“Again sticking with the rebroadcast presumption, its hard to make a case for monetary damages deriving from increasing the size of a broadcast audience, no matter its location.”
The problem for the nets isn’t increasing the size of the broadcast audience — the problem is Aereo is charging that bigger audience for the signal. And the networks are barred by law from doing the same thing.
The premise is the American people own the broadcast airwaves. And you need a license from the People to broadcast over their bandwidth. Broadcasters get exclusive use of a place on the bandwidth — but they can never, ever, EVER charge the American people to access that signal. If they try to charge for it, the FCC will yank their license.

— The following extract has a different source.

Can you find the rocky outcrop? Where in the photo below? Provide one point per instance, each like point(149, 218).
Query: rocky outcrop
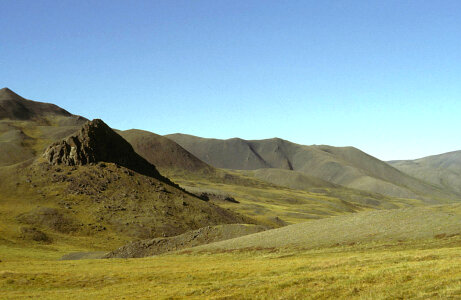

What the nets are sore about is that Aereo is making money doing what they’re not allowed to do: charge for “over the airwaves” broadcasting.
Their “damages” are not getting a cut of the money Aereo is making. Their logic: if we can’t charge for sending something out over the airwaves, then nobody can.
Good example.
Concur, as I stated, but that is a matter of business practice, not the procedure of resending the signal.
But then there is the NFL, that does require you to pay them a fee for a broadcast game, if you allow more than a certain number of people to view it in one venue (doesn't matter if you charge or not).
The networks do charge for access to programming when they put it on the Internet, they just don't have to capture it from a broadcast.